Talvolta è difficile comprendere e condividere le motivazioni della Cassazione. Sicuramente bisogna conoscerle.
Il caso è quello di un motociclista che, dopo aver avuto uno scontro frontale con un’autovettura che aveva invaso la corsia opposto, decedeva.
La morte sopraggiungeva dopo 30 minuti, in condizioni di totale incoscienza.
Il quesito è: in questo caso, deve essere o no riconosciuto il risarcimento del danno da morte (anche definito “danno tanatologico”), ovvero il danno che deriva dalla perdita del bene “vita”? In altri termini, la morte rappresenta la massima offesa possibile della salute?
La risposta è no: la morte non è la massima offesa possibile e non sempre la perdita della vita merita un risarcimento del danno.
Una recentissima sentenza della Cassazione, la n. 4146 della terza sezione civile, ha infatti deciso che, nella fattispecie, non sussistano i presupposti per riconoscere il diritto al risarcimento del danno per la perdita della vita del motociclista.

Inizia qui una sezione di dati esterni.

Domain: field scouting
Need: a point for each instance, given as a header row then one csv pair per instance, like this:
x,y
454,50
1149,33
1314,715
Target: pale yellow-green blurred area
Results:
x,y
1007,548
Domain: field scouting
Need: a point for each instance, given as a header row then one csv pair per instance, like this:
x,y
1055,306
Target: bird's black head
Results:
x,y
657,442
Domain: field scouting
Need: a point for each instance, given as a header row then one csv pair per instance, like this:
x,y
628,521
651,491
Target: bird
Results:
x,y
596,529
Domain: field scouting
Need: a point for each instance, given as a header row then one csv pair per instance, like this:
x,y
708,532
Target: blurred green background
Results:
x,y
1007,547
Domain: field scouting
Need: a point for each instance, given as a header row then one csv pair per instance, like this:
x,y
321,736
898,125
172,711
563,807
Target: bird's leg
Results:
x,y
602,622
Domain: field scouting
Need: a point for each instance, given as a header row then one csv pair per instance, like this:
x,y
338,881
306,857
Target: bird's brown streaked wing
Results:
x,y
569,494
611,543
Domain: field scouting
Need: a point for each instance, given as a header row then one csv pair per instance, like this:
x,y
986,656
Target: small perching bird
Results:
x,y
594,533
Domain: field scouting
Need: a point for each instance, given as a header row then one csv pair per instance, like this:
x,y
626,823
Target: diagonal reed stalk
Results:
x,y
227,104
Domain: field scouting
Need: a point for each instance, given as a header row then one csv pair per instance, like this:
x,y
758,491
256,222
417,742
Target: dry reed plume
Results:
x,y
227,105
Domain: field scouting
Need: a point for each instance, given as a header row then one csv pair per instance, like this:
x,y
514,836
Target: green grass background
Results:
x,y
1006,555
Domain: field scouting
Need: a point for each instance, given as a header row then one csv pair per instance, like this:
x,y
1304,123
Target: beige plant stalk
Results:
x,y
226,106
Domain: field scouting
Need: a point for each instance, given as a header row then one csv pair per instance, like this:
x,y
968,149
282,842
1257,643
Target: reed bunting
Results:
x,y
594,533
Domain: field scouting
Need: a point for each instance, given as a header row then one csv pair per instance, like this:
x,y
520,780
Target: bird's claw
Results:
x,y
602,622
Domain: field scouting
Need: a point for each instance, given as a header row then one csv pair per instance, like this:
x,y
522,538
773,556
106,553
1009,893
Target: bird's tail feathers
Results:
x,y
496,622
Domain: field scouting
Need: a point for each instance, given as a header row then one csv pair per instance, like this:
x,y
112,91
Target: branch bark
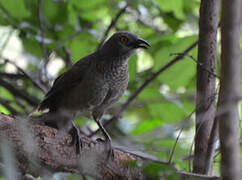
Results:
x,y
40,150
206,91
230,90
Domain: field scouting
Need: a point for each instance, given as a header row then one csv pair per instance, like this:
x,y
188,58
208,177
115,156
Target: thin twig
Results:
x,y
5,43
200,64
42,33
178,136
7,105
62,42
146,83
112,24
67,59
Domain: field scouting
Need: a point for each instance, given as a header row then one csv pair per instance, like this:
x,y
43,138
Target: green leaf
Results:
x,y
15,8
82,46
174,6
166,112
147,125
178,74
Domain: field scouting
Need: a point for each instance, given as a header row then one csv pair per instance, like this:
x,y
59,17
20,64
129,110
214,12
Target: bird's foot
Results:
x,y
108,148
76,140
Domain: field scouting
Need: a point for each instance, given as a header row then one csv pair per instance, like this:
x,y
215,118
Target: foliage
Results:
x,y
154,119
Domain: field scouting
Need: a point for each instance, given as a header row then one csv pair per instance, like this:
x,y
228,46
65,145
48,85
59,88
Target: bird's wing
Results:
x,y
65,82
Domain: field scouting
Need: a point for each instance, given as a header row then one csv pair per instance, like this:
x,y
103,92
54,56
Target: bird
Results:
x,y
94,83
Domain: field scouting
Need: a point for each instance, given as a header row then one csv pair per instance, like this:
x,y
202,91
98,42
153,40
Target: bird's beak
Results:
x,y
141,43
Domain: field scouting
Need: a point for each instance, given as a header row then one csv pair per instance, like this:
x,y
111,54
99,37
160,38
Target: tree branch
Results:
x,y
206,83
230,90
41,150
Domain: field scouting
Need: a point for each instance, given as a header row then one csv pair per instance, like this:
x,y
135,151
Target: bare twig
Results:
x,y
146,83
42,33
69,38
67,59
7,105
178,136
6,41
200,64
113,24
174,146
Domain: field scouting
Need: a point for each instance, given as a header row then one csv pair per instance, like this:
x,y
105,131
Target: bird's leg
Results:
x,y
108,140
75,134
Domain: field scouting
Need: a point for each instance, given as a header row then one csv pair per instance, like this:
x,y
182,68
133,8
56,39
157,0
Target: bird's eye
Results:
x,y
123,39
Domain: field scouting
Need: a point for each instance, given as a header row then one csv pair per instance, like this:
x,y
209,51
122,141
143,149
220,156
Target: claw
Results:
x,y
75,134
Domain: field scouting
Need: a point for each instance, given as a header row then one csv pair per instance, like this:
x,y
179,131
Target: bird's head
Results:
x,y
124,44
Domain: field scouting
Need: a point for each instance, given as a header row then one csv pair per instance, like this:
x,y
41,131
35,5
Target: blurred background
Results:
x,y
42,39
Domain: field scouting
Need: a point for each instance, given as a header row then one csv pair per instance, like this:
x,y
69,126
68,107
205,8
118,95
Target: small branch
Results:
x,y
178,136
7,105
174,146
42,33
6,41
62,42
51,151
112,24
198,63
67,59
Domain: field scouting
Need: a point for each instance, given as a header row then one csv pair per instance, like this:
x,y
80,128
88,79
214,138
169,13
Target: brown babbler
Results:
x,y
94,83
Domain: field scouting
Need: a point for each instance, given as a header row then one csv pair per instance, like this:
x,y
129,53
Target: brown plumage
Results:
x,y
96,81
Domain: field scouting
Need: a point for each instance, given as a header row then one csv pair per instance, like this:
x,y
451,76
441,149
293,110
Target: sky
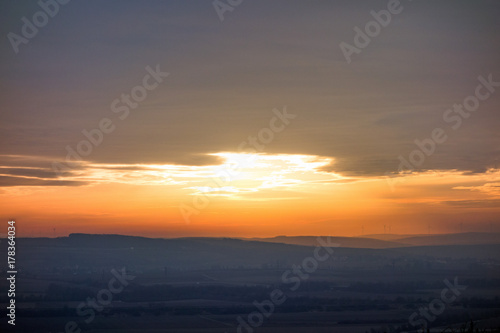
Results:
x,y
256,119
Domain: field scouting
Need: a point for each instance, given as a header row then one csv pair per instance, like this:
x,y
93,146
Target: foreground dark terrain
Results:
x,y
111,283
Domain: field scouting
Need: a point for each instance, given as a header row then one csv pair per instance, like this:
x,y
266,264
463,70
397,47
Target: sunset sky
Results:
x,y
254,125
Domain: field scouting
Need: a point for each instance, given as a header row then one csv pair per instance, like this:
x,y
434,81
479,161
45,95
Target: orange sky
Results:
x,y
179,123
267,195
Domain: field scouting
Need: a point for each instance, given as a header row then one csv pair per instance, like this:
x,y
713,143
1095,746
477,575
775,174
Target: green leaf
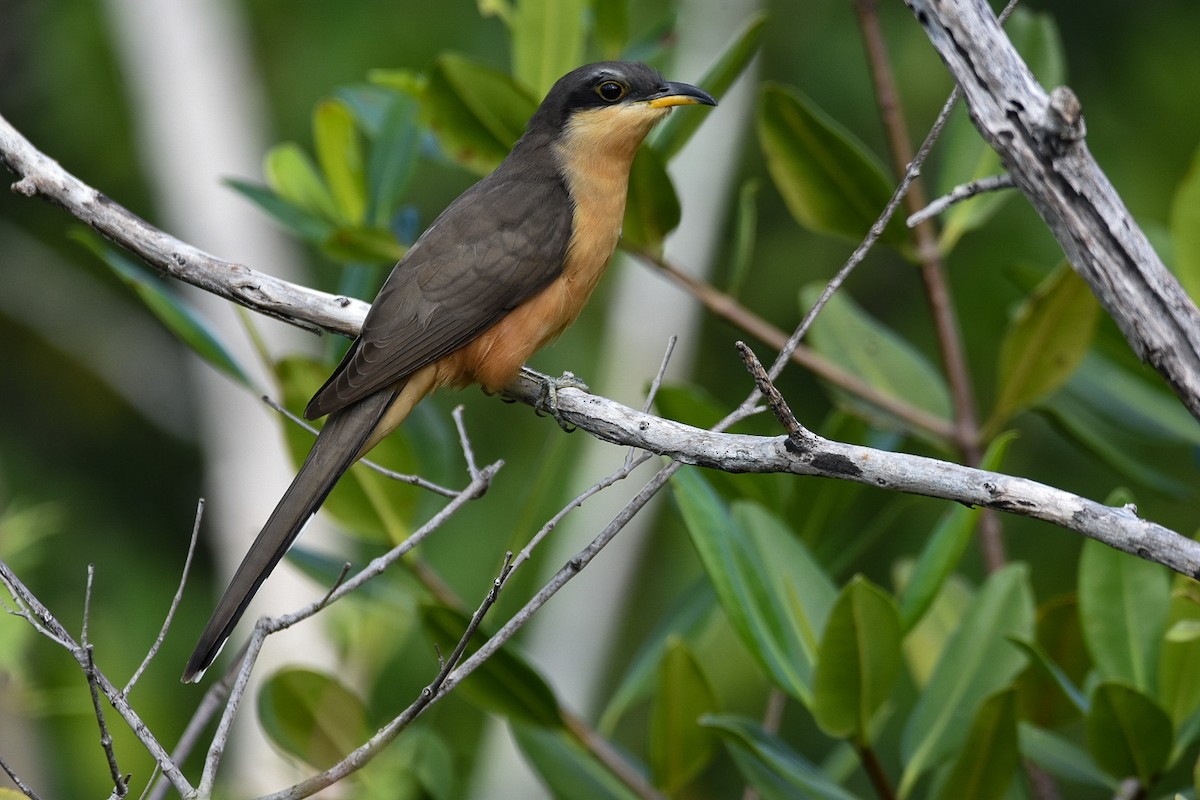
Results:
x,y
340,155
771,767
858,661
504,684
1042,659
1186,229
1044,343
679,747
547,41
846,335
774,595
653,208
1061,758
475,112
367,504
565,767
1179,666
1131,422
311,716
1127,733
966,156
945,547
976,662
733,60
829,180
1050,696
363,246
990,757
745,233
419,765
610,24
683,620
295,220
924,644
394,157
172,311
292,175
1123,603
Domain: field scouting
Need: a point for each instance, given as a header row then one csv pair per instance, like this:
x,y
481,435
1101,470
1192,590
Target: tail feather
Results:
x,y
336,449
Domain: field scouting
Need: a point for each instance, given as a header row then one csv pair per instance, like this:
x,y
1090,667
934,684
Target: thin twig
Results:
x,y
21,785
653,392
341,578
477,619
465,443
174,601
87,605
658,377
768,390
413,480
120,785
268,625
366,751
208,708
958,194
730,310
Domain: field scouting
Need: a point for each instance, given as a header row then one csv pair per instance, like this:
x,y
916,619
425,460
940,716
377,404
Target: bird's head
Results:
x,y
610,106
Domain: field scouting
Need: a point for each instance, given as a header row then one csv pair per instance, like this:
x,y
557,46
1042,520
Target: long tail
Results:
x,y
336,449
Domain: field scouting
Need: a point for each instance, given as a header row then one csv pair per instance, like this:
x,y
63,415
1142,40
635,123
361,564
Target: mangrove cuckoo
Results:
x,y
499,274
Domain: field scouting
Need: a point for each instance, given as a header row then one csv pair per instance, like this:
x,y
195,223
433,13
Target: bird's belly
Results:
x,y
497,355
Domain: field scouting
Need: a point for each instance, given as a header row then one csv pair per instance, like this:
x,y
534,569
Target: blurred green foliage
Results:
x,y
869,613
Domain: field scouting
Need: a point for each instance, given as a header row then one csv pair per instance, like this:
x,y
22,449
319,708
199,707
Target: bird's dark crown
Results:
x,y
597,85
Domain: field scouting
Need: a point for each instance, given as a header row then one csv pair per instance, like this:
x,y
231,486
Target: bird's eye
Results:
x,y
611,91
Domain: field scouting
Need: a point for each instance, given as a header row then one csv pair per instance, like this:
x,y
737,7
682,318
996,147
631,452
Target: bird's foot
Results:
x,y
547,403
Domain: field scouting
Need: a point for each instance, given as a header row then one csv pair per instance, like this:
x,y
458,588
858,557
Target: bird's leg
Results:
x,y
547,403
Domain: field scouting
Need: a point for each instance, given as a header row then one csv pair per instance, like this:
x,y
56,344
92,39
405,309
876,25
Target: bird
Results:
x,y
501,272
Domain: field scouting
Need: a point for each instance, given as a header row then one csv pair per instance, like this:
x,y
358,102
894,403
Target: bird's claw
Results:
x,y
547,403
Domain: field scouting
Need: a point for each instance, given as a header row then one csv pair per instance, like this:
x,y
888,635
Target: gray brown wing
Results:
x,y
492,248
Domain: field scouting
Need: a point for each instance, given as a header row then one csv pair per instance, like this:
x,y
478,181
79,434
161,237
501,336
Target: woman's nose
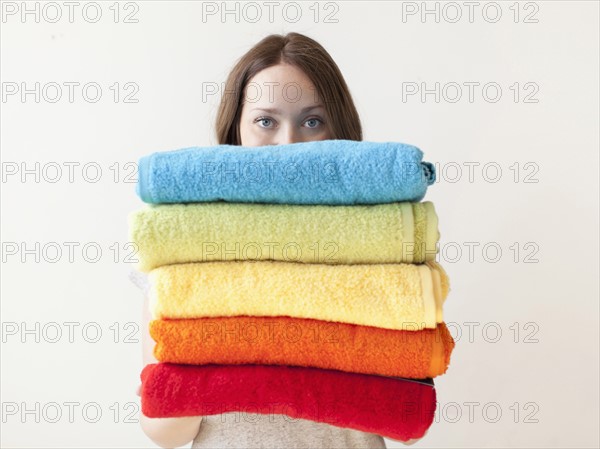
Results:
x,y
289,135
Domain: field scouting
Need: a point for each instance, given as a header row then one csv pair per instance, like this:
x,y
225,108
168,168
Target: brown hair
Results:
x,y
309,56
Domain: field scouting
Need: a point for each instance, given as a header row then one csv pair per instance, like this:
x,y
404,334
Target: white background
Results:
x,y
541,372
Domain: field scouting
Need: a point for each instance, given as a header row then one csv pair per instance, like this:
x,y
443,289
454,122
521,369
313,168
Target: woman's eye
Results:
x,y
262,120
313,122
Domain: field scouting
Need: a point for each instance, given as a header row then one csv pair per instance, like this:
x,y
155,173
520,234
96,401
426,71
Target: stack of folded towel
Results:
x,y
297,279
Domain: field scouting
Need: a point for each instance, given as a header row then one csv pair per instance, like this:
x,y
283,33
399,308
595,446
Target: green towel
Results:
x,y
401,232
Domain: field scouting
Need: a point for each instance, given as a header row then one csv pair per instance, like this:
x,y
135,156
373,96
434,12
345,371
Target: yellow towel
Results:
x,y
393,296
205,232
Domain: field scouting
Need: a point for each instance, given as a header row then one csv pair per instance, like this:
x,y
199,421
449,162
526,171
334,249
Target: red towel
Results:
x,y
392,407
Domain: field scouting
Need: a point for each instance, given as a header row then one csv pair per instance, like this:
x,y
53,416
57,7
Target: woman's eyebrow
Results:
x,y
277,111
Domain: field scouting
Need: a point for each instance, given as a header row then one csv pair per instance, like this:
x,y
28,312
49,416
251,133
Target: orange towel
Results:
x,y
284,340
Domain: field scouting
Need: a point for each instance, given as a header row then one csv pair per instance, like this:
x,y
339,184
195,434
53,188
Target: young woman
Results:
x,y
285,89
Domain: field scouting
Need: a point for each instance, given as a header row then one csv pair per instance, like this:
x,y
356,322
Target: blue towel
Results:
x,y
333,172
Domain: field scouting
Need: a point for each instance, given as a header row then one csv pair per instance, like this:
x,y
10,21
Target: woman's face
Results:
x,y
281,106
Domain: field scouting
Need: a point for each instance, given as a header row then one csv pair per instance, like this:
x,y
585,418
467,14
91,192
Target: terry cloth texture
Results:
x,y
317,172
401,409
284,340
205,232
392,296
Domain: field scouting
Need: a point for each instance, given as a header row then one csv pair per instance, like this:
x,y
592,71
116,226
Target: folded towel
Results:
x,y
392,296
202,232
284,340
318,172
391,407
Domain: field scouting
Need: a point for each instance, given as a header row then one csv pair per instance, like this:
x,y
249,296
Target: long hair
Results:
x,y
309,56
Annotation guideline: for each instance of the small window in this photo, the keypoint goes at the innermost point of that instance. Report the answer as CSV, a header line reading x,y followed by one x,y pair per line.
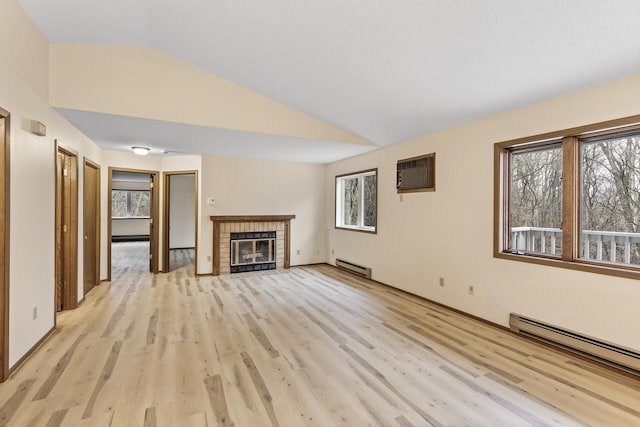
x,y
356,201
130,204
416,174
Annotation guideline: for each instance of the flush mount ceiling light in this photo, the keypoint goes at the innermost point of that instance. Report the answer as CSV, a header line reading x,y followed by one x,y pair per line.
x,y
141,151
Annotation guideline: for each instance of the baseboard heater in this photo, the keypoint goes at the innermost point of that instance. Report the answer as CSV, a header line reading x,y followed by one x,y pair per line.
x,y
354,268
602,351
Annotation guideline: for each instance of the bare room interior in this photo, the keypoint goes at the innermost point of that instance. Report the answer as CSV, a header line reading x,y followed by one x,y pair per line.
x,y
319,214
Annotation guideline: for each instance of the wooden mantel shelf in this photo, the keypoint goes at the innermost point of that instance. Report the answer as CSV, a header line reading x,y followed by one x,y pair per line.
x,y
252,218
221,219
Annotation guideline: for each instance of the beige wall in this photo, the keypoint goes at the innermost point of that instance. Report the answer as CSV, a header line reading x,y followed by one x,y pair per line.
x,y
23,92
448,233
258,187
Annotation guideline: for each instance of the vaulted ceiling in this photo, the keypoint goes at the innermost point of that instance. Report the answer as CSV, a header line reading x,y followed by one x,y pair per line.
x,y
375,72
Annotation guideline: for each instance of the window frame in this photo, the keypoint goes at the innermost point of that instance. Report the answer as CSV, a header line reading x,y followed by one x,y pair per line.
x,y
359,228
571,140
128,204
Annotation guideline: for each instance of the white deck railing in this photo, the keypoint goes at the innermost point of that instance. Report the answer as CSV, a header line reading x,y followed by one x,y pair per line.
x,y
546,240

Questo perché il motociclista è morto quasi immediatamente dopo il fatto illecito subito e senza soffrire, giacché, nel lasso temporale trascorso tra le gravissime lesioni e la morte (30 minuti), il motociclista si trovava in uno stato di totale incoscienza.
Valendosi di questi principi, la Corte di Cassazione ha quindi rigettato la richiesta di risarcimento del danno avanzata dagli eredi del motociclista tragicamente deceduto a seguito d’incidente stradale.